Stream it on: Amazon Prime Video
“Hush” (2016, dir. Mike Flanagan)
We were supposed to have seen “A Quiet Place Part II” in theaters alongside hundreds of our closest moviegoers by now. John Krasinski’s audio-absent spookfest is now delayed to September, but in the meantime you can catch “Hush”—another thriller that toys with our sense of sound, albeit a much more low-key one. In it, a deaf woman contends with a masked stalker who hunts her from outside her home…and later from inside. It’s a tense, sprightly little imp of a movie from a filmmaker who would later be tasked with bringing the malice of Stephen King’s mind to life with “Doctor Sleep” just a few years later.
Stream it on: Netflix
“Groundhog Day” (1993, dir. Harold Ramis)
Lately, it can feel like we’re caught in a loop that has us reliving the same day over and over as we search for ways to adjust to new routine and staying mostly isolated to one place. Why not lean fully into it? Revisiting Harold Ramis’s savvy, witty comedy – one of the best of the past 30 years – is still a delight, as is catching up with Bill Murray at the peak of his powers. What might be “Groundhog Day’s” most timely suggestion is the potential for us to emerge from our isolation better people than we were going into it, just as Murray’s narcissistic weatherman grows more appreciative of the community around him.
Stream it on: Netflix
“Blinded by the Light” (2019, dir. Gurinder Chadha)
Gurinder Chadha’s 2019 drama, about a Pakistani teen inspired by the go-your-own-way lyrics of Bruce Springsteen in 1980s London, is an absolute blast that balances rock-n-roll liveliness and cultural commentary with confident ease. It’s melodramatic but completely aware of it, never allowing itself to be overshadowed by heavy-handed themes of teenage rebellion and angst. It’s a bit of a blend of “Sing Street” and “Bend It Like Beckham” (which Chadha also directed), and also a great film about not letting passivity dominate your life. The Boss himself gave the film his blessing. Could there be a better endorsement?

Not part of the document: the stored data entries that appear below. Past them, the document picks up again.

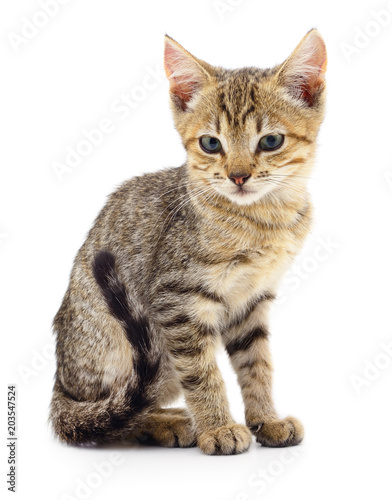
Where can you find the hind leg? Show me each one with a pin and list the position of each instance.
(169, 427)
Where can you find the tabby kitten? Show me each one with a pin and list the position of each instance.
(185, 258)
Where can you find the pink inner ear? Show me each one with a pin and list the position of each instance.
(183, 82)
(311, 82)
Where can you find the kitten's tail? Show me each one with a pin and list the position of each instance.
(84, 422)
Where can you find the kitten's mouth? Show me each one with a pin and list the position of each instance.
(243, 191)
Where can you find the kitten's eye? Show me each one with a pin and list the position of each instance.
(271, 142)
(210, 144)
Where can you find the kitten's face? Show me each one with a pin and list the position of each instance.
(249, 133)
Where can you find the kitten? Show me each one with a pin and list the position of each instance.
(182, 259)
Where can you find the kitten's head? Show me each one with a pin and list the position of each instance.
(248, 133)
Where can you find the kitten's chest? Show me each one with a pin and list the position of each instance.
(246, 274)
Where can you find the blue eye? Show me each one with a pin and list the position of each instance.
(271, 142)
(210, 144)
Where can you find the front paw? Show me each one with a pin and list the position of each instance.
(279, 433)
(229, 439)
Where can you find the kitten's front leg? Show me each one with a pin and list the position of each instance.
(248, 347)
(193, 352)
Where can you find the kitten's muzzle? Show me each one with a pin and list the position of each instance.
(239, 178)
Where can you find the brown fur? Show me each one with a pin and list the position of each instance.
(182, 259)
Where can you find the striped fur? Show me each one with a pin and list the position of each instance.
(183, 259)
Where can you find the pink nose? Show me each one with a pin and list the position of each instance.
(239, 179)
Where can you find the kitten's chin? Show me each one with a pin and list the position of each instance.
(245, 196)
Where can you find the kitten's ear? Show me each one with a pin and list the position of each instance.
(186, 74)
(303, 72)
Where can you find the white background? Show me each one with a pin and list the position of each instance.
(335, 308)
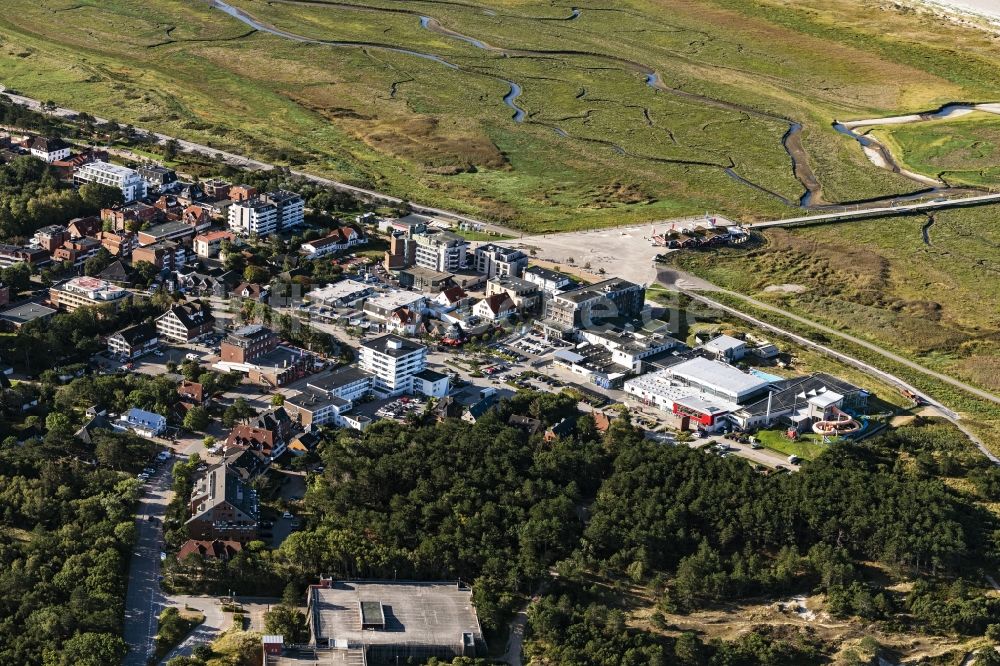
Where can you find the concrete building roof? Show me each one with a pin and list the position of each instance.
(723, 343)
(718, 376)
(22, 314)
(414, 613)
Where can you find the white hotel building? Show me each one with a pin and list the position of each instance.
(393, 361)
(253, 217)
(127, 180)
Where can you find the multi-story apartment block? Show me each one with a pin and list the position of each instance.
(525, 295)
(77, 250)
(134, 341)
(175, 231)
(157, 176)
(51, 237)
(441, 251)
(242, 192)
(247, 344)
(87, 291)
(290, 208)
(118, 243)
(207, 245)
(165, 254)
(47, 149)
(134, 214)
(549, 282)
(494, 260)
(593, 305)
(253, 217)
(14, 254)
(222, 506)
(127, 180)
(183, 323)
(393, 361)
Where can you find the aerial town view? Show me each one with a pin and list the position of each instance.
(499, 332)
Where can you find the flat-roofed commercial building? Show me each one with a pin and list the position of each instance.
(394, 361)
(19, 315)
(396, 622)
(719, 379)
(340, 294)
(88, 291)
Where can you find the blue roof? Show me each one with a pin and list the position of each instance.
(136, 415)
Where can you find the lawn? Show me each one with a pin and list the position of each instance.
(597, 145)
(807, 446)
(935, 301)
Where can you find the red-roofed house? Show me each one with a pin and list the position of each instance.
(217, 550)
(208, 244)
(497, 306)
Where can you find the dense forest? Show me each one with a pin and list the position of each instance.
(66, 531)
(613, 512)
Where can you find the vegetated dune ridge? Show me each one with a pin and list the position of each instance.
(548, 117)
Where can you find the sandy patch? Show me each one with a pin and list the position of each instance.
(785, 288)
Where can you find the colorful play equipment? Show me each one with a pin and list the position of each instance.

Stream it on: HBO Go/HBO Now (The film is one of several that HBO is temporarily making available to stream for free!)
“The League of Extraordinary Gentlemen” (2003, dir. Stephen Norrington)
Long before Iron Man fought alongside Captain America and Thor on the big screen, the original James Bond himself united with the likes of Dorian Grey, Captain Nemo and Dr. Jekyll in an action/sci-fi romp unfolding in a gleefully-Gothic alternate Europe. Is director Stephen Norrington’s adaptation of Alan Moore’s comics logically unhinged and mind-numbingly silly? Yes. Is that silliness the kind of thing that’s perfect for right now? Also yes! At the very least, it’s worth reconnecting with Sir Sean Connery, who hasn’t appeared in a movie since.